This router started shipping in 2003. They can go bad. Troubleshooting costs so much that I carry a cheap router to show where the problem is and how a 20 buck router can be the answer.
As a test I pull the router back to 802.11g only connections. Sure that's only 54 megabit but that's 5 times the speed you have now.
Now here's another thing. The Linux angle tells me it's hardware IF other machines are same or fine. I happen to have a dv6 and they do tend to need new WiFi cards after a few years.
All this is inconclusive but you will get clients that can't accept a card or router has failed. Which is great news for your billing!
My laptop (HP dv6-1330ca) will only ethernet connect (sometimes I need to) at 10 Mbps while wireless is a full 104 Mbps; I'm not super sharp with networks and I've pretty much exhausted my troubleshooting abilities so hoping someone here can point me right.
- my laptop insists on ethernet connecting to my dLink DIR-655 router at 10 Mbps; (this computer is max 100 Mbps) .
- for the purposes of troubleshooting, I reset DIR-655 to factory settings.
- the cable is known good.

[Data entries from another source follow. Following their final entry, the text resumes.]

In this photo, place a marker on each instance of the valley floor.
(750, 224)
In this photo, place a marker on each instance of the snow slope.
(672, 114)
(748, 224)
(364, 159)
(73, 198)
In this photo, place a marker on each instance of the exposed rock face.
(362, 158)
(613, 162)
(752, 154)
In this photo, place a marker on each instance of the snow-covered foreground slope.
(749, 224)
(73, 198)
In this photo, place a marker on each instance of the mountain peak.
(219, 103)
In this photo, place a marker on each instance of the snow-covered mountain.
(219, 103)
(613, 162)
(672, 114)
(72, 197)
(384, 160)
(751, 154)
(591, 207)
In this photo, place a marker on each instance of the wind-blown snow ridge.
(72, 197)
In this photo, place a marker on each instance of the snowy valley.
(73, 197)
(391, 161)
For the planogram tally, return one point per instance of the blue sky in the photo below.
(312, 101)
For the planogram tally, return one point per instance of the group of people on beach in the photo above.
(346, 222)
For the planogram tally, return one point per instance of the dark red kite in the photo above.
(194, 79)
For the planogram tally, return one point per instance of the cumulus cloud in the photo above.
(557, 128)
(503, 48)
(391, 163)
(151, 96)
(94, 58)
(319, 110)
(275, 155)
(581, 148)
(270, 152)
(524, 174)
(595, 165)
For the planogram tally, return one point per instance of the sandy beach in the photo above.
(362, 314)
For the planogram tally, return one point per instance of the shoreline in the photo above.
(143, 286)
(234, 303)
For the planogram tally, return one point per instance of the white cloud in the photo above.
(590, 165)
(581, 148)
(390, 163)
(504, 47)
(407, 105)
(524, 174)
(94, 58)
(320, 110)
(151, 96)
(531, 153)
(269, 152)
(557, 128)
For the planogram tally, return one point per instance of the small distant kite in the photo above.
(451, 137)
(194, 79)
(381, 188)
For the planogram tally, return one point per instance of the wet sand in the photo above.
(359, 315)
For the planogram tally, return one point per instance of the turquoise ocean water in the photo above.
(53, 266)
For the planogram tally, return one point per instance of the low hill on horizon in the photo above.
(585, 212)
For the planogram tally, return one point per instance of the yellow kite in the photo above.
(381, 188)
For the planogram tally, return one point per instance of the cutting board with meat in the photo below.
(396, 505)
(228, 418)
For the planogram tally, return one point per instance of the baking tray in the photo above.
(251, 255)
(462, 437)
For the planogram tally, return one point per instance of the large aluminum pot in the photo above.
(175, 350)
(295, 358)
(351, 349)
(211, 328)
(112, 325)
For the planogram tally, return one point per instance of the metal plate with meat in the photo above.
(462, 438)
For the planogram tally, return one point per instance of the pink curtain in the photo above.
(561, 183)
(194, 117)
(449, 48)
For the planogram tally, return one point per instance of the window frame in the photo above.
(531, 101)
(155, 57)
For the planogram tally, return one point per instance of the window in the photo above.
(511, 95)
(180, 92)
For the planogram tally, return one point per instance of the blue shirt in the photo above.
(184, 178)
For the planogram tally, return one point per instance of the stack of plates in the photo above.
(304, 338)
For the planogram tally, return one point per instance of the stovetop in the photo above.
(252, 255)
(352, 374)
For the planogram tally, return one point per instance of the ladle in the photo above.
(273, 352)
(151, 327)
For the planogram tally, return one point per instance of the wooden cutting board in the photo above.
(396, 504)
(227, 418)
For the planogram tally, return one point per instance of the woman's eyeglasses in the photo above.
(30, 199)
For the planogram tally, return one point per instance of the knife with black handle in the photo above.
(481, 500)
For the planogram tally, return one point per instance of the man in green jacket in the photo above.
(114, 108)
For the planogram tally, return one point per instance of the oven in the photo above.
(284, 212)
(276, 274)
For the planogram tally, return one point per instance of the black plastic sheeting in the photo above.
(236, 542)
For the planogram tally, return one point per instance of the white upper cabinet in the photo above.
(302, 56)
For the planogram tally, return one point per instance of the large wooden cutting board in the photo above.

Everything has been rebooted (several times actually).
- other devices can connect to the dLink at the appropriate speed (1000 or 100).
- likewise this computer can connect to 2 other routers (Bell, Linksys) at the proper 100 Mbps.
- this behavior is recent - it was fine before today on the dLink; couldn't find anything in Windows Events to explain it.
- eventually I upgraded the Windows driver (even though I never really thought that was the issue).
- also has the exact same behavior in Linux.
Backgound: Normally I use the DIR-655 as a switch/ alternate wireless access (mainly because the ISPs router is really bad at in-home streaming).